Specialties Operating Room

Published

Acceptable or not? With our computer system you don't technically "sign" the chart until the end of the case, so is it wrong to prior to a case charting basics such as who will be in the room, what kind of anesthesia it is, wound class, where the pt is coming from and going to, what the serial numbers for the bovie is, etc? Times when you are pressured for a quick turn over or the case will be very fast and you have a bit of time before the case starts, why not chart those misc items? Just wanted hear thoughts from others. Thanks.

Specializes in OR Hearts 10.

We prechart , esp for short cases if we have the chance. I don't think there is anything wrong with charting who is in the room, equipment and the like.

I don't prechart counts or anything timed.

Specializes in OR.

I know a lot of people I work with pre-chart, but when I was on orientation, one of the nurses I worked with told me never to do that because it would look bad if that chart ever ended up in court. Even if it is on the little things, that computer will still record when the screen was filled out, and if those pages of the chart were filled out before anything was done, what else might be charted that wasn't done (yet)? That was something that really stuck with me, so my philosophy has always been to never chart something unless it has been done. It may take me an extra couple of minutes to finish up my charting at the end of a case, but it makes me feel a lot better knowing that I'm charting something that is true because it has already happened.
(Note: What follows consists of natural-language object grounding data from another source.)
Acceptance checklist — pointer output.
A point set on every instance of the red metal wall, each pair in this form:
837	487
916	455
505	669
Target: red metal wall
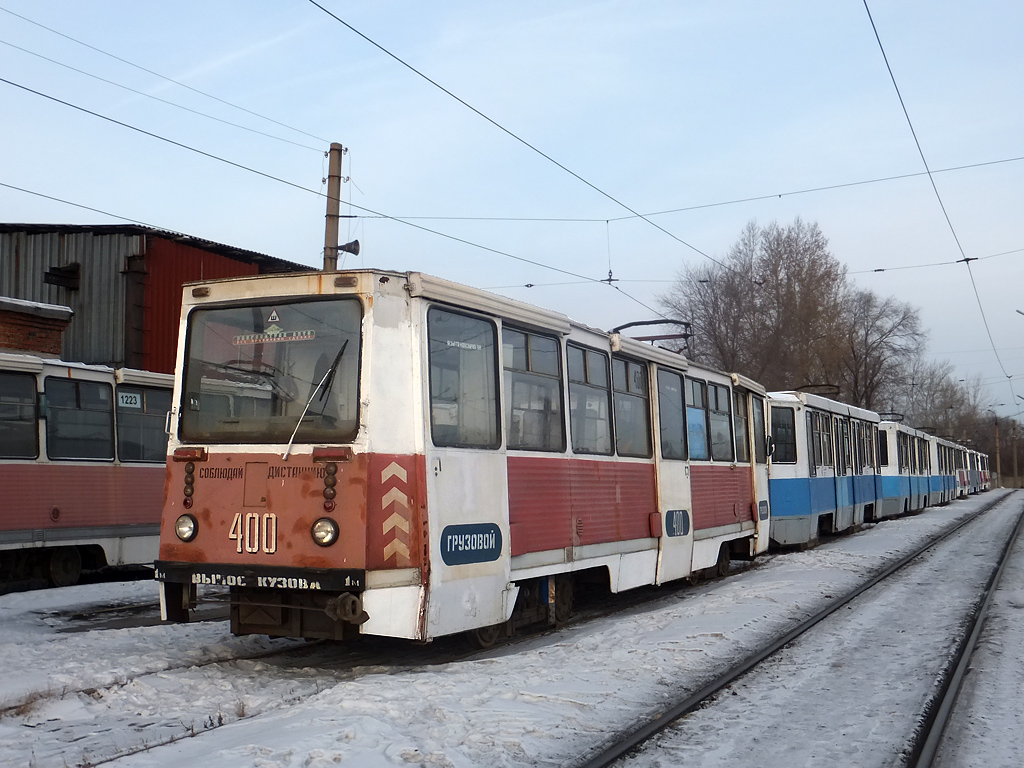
169	265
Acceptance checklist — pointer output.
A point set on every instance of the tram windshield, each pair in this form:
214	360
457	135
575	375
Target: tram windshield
253	374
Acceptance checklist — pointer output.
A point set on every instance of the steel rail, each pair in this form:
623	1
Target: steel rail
630	740
926	743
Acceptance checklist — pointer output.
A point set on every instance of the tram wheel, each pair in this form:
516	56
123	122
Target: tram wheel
722	568
486	637
563	600
64	566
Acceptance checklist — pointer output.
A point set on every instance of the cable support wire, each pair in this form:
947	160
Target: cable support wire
163	77
634	214
307	189
162	100
87	208
938	197
513	135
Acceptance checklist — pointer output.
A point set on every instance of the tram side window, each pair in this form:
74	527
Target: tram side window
629	380
534	387
720	420
590	400
783	434
696	420
760	436
79	419
672	415
18	434
141	415
463	381
739	423
813	443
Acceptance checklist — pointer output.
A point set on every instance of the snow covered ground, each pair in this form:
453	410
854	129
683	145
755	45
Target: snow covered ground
544	700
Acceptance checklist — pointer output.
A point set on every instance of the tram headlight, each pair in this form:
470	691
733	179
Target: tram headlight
185	527
325	531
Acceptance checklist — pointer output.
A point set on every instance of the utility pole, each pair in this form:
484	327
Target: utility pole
1016	481
998	469
333	208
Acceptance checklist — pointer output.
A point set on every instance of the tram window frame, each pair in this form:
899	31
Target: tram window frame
842	445
58	418
145	423
590	400
723	446
18	416
631	400
672	415
484	429
696	420
785	444
740	425
813	443
535	418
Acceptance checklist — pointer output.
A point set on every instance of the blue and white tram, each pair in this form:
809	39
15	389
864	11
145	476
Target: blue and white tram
942	486
904	469
823	467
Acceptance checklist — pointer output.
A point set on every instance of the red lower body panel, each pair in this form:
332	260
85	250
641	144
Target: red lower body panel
556	502
721	496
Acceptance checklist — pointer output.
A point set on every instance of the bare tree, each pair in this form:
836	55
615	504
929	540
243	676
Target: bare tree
880	336
769	309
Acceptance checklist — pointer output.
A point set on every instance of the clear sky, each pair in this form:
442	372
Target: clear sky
720	112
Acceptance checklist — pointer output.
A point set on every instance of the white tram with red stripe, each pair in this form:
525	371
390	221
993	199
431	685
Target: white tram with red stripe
82	456
391	454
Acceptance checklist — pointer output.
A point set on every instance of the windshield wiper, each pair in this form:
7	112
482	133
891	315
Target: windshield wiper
329	375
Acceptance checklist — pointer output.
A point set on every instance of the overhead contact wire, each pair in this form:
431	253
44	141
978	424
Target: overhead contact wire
938	197
163	77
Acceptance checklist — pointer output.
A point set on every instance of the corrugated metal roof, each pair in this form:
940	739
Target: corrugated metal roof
36	263
266	263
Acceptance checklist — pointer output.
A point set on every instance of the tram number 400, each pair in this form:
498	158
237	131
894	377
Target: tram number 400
254	532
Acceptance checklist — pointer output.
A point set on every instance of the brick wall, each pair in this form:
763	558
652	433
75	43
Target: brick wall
27	333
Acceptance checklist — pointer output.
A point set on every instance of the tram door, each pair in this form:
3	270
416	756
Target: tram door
676	548
844	478
467	482
759	436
Specializes in OR, Nursing Professional Development.

We have preset defaults that we can use for the most common cases, and they are surgeon specific. With the system we use, there is a way to get around the time stamp- we just don't hit the save button. With the defaults, basically the only things we have to fill out are staffing and times.

Specializes in CCU, OR.

My hospital prohibits pre-charting because of the way our system works. Once the patient is in the room, then the case can be opened. If you open the chart ahead of time and the case is cancelled, then you have to tell the whole wide world that you messed up. It is tied into our billing/charges area. The other issue is opening the chart before the patient is brought into the room and the patient comes in and for some reason anesthesia aborts the case before anything else happens, the time the chart was opened is examined in our stats gathering.
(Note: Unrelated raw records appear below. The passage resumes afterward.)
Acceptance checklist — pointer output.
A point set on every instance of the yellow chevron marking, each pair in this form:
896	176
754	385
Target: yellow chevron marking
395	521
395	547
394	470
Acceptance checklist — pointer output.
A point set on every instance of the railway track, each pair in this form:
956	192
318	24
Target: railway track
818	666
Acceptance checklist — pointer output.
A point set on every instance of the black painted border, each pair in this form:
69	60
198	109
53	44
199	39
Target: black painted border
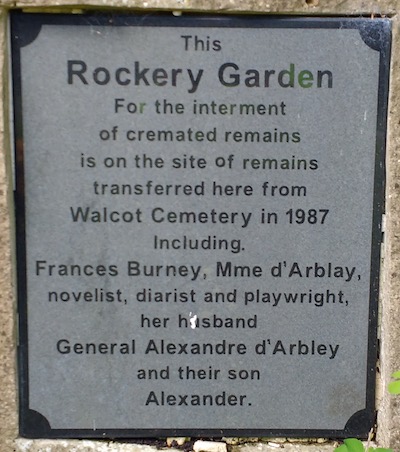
376	33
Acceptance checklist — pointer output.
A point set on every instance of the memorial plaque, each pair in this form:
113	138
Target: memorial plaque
199	210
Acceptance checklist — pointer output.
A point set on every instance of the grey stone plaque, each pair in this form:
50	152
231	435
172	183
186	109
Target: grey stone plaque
199	208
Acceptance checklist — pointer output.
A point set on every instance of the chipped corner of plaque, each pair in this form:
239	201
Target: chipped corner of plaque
376	33
25	28
34	425
360	424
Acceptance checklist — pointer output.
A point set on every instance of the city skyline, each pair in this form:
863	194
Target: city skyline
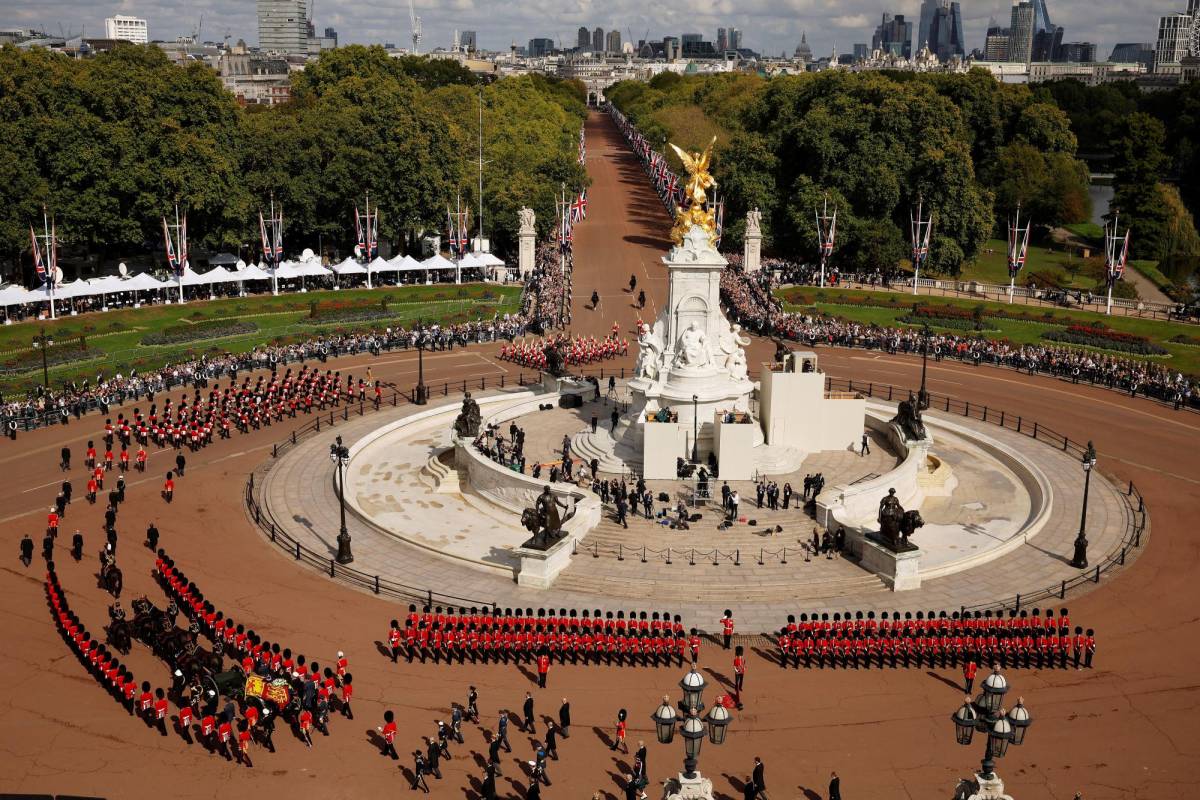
769	26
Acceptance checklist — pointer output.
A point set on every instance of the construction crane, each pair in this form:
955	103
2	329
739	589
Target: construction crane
417	28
Either way, you get a Big Girl(Boy) Verbal Reprimand for doing it

I prechart as much as possible. I even prechart counts, drains, dressings, etc. If we didn't do this we'd never be able to complete the whole chart on short 1 hour cases. We don't have to put times in for most things so I just delete times for everything I prechart. my thought when I chart all the counts as correct and 2 chest tubes etc. is that is the way it is going to turn out. And if some reason the count is incorrect I'll have to file an incident report, so there's no way I'll forget to go back and change the chart. I'm an orientee so I checked with my charge first to be sure it was okay, but once I got the greenlight I don't hold back. it's all about efficient use of time. Check your hospital policy and then do whatever is compliant and works best for you.